Reference
In the context of reality, people face the difficulty of telling whether the world we are living in is virtual or real. Such a confusion leads people to investigate the possibility that we are living in a simulation.
Whether are we living in a simulated reality or a real one may be indistinguishable in principle. The relativity principle in physics, which is mainly about the relativity of motion, states that motion has no absolute meaning. To say if something is in motion or rest one must have some reference frame. Without a reference frame, one cannot tell the state of being in rest or in uniform motion.
Similar things happen for reality, meaning that without a reference world, one cannot tell the world one is living in is real or not. Therefore, there is no absolute meaning for reality. The principle of relativity of reality is a generalization of the principle in special relativity, and may be called ‘super relativity principle’. Similar to the situation in special relativity or general relativity, there are two fundamental principles for the relativity of reality:
- All worlds are the same real.
- Simulated events and simulating events coexist.
The first principle says that the reality is relative and thus observer dependent. For a world, one calls it reality or virtuality depending on whether one lives in it. One calls the world one lives in reality, and other worlds virtuality. For example, if one lives in world A, one calls it reality and the other is world B virtuality. However if one’s consciousness is transferred from world A into world B, then, one shall call world B reality and world A virtuality.
The second principle states a fact sometimes known as a coexistence principle. Nowadays, there are mainly two kinds of simulators available, computers and human brains. For computers, suppose there is a glinting ball in the simulated world of a computer. The counterpart of it in the simulating world is the combination of zeros and ones (high and low electrical levels) of the running computer’s circuits. In fact, for anything in the simulated world, there is its counterpart in the simulating world.
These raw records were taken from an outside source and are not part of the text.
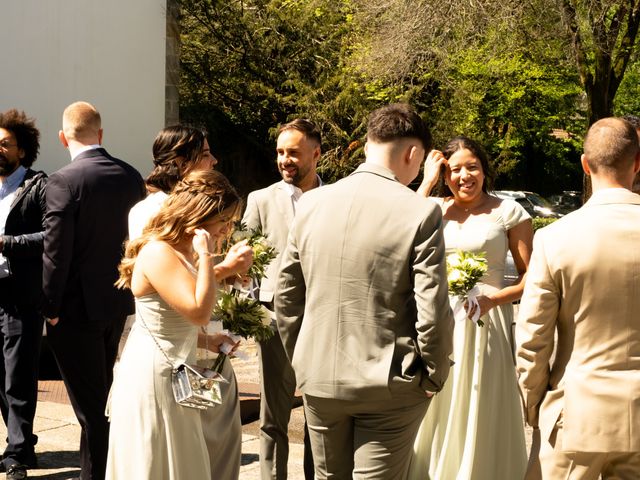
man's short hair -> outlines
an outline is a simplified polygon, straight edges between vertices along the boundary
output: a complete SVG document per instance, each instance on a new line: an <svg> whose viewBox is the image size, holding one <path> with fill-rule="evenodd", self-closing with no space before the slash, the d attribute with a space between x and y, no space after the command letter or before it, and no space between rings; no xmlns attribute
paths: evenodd
<svg viewBox="0 0 640 480"><path fill-rule="evenodd" d="M367 123L367 139L387 143L402 138L416 138L425 150L431 150L429 127L418 112L406 103L393 103L374 110Z"/></svg>
<svg viewBox="0 0 640 480"><path fill-rule="evenodd" d="M616 175L634 162L638 150L636 129L622 118L603 118L589 128L584 154L593 173Z"/></svg>
<svg viewBox="0 0 640 480"><path fill-rule="evenodd" d="M100 113L90 103L72 103L62 114L62 131L67 139L92 140L99 134L101 128Z"/></svg>
<svg viewBox="0 0 640 480"><path fill-rule="evenodd" d="M622 119L629 122L636 130L640 130L640 117L636 117L635 115L623 115Z"/></svg>
<svg viewBox="0 0 640 480"><path fill-rule="evenodd" d="M322 132L320 127L308 118L296 118L295 120L285 123L278 128L278 135L286 130L297 130L304 134L310 140L315 140L318 145L322 145Z"/></svg>
<svg viewBox="0 0 640 480"><path fill-rule="evenodd" d="M20 165L25 168L33 165L40 151L40 132L36 128L35 120L27 117L26 113L12 108L0 113L0 128L10 131L16 137L18 148L24 151Z"/></svg>

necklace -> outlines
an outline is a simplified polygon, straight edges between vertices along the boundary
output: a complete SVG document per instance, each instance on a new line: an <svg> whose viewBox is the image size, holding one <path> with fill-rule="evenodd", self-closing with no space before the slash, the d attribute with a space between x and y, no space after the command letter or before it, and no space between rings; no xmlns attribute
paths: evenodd
<svg viewBox="0 0 640 480"><path fill-rule="evenodd" d="M478 202L476 205L470 206L470 207L464 207L462 205L459 205L455 202L455 200L453 201L453 204L458 207L460 210L464 211L465 213L469 213L473 210L477 210L478 208L482 207L485 203L487 202L487 198L485 195L482 196L482 199L480 200L480 202Z"/></svg>

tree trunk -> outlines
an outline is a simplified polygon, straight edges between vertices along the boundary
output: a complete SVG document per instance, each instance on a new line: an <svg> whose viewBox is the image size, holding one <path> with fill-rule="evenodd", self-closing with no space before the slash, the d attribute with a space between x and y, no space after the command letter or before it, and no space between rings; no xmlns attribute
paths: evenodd
<svg viewBox="0 0 640 480"><path fill-rule="evenodd" d="M609 11L609 15L590 16L590 34L595 43L592 51L588 51L589 47L583 42L580 25L584 22L578 19L577 4L577 0L560 2L565 25L572 39L580 81L587 94L587 121L591 126L601 118L613 115L613 99L636 45L640 2L620 0L617 6L610 5L613 10ZM605 18L610 19L610 23L605 23ZM587 33L585 38L590 34ZM587 175L584 175L582 185L582 197L586 201L591 196L591 179Z"/></svg>

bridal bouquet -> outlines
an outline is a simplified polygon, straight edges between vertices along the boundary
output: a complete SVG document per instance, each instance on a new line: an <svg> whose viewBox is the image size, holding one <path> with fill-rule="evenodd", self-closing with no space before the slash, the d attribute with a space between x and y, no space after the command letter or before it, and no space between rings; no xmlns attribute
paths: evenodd
<svg viewBox="0 0 640 480"><path fill-rule="evenodd" d="M480 289L476 286L478 281L487 272L487 259L484 253L471 253L458 250L447 256L447 281L449 292L458 297L453 308L456 320L467 318L467 310L473 310L471 321L478 326L483 326L480 320L480 306L476 297ZM475 308L474 308L475 307Z"/></svg>
<svg viewBox="0 0 640 480"><path fill-rule="evenodd" d="M271 263L271 260L276 258L278 252L276 252L276 249L269 243L259 228L247 229L244 223L236 222L235 230L231 234L230 242L227 242L226 249L231 244L242 240L246 240L248 245L253 248L253 263L247 275L259 282L265 276L267 266Z"/></svg>
<svg viewBox="0 0 640 480"><path fill-rule="evenodd" d="M247 275L257 284L265 276L269 263L276 257L276 249L269 244L260 229L247 229L240 222L236 223L236 230L225 249L242 240L247 240L247 244L253 249L253 264ZM262 342L270 339L274 334L269 311L252 296L251 290L245 290L238 283L219 292L213 316L216 320L222 321L225 330L233 334L232 339L234 336L239 336ZM223 345L223 351L216 359L213 366L216 371L222 370L226 357L231 353L231 347L224 347L228 345Z"/></svg>

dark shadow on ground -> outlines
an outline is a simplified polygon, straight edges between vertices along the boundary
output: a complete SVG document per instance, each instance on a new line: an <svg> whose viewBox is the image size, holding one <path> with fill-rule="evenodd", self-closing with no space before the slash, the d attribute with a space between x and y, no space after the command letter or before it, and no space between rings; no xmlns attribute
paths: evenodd
<svg viewBox="0 0 640 480"><path fill-rule="evenodd" d="M243 395L240 398L240 419L242 424L246 425L255 422L258 418L260 418L260 396Z"/></svg>
<svg viewBox="0 0 640 480"><path fill-rule="evenodd" d="M243 453L240 465L249 465L250 463L260 460L260 455L257 453Z"/></svg>
<svg viewBox="0 0 640 480"><path fill-rule="evenodd" d="M80 468L80 455L77 451L68 450L38 453L38 467L41 470L50 470L52 468Z"/></svg>
<svg viewBox="0 0 640 480"><path fill-rule="evenodd" d="M80 469L67 470L66 472L48 473L47 475L33 476L33 471L29 470L29 478L41 478L43 480L70 480L80 476Z"/></svg>

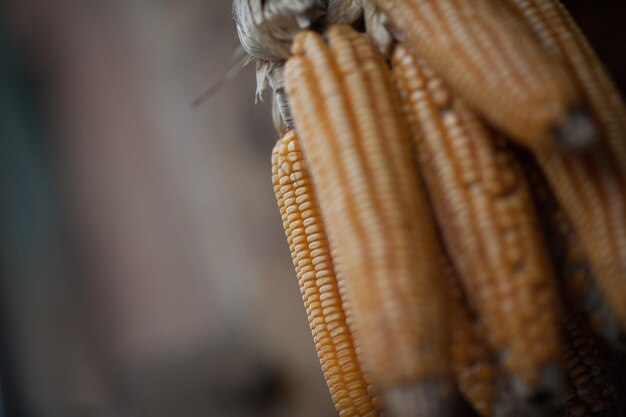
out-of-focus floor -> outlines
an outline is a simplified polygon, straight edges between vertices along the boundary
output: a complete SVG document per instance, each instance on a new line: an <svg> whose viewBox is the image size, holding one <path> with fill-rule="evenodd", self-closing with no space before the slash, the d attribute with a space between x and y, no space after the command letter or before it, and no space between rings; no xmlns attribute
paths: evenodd
<svg viewBox="0 0 626 417"><path fill-rule="evenodd" d="M626 87L626 3L565 3ZM233 65L230 0L2 7L6 415L335 415L252 66L190 106Z"/></svg>

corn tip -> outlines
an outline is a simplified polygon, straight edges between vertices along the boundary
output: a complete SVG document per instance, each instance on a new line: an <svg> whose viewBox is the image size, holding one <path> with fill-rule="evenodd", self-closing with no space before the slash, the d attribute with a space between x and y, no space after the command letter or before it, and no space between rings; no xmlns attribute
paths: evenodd
<svg viewBox="0 0 626 417"><path fill-rule="evenodd" d="M554 127L553 135L563 148L572 151L587 150L599 140L593 119L581 108L571 110L565 120Z"/></svg>
<svg viewBox="0 0 626 417"><path fill-rule="evenodd" d="M458 397L447 379L396 385L384 391L388 417L454 416Z"/></svg>
<svg viewBox="0 0 626 417"><path fill-rule="evenodd" d="M538 413L563 403L566 382L565 373L559 364L544 365L537 382L532 385L521 378L514 378L512 382L514 393Z"/></svg>

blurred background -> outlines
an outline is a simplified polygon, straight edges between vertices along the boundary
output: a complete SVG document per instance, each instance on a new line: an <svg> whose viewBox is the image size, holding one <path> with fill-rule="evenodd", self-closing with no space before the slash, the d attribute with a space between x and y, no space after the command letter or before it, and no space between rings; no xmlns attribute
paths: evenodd
<svg viewBox="0 0 626 417"><path fill-rule="evenodd" d="M626 88L626 2L564 1ZM330 417L230 0L0 1L0 416ZM269 101L269 100L266 100Z"/></svg>

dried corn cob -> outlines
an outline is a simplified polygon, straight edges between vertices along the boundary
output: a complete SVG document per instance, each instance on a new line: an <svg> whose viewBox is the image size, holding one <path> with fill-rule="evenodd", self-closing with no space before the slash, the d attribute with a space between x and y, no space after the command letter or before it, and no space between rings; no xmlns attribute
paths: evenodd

For human brains, suppose there is an apple in someone’s imagination, the counterpart of it in the material world is the biochemical reactions in one’s brain. In fact, for anything in one’s imagination, there is its counterpart as a biochemical reaction in the material world. Essentially, simulated events and simulating events coexist, but that doesn’t mean that simulated events and simulating events exist in the same form. Actually, they can be quite different in existence form. Taking the above-mentioned apple in someone’s imagination as an example, its existing form in the simulated world is a apple, while the existing form of its counterpart in the simulating world is biochemical reactions in someone’s brain.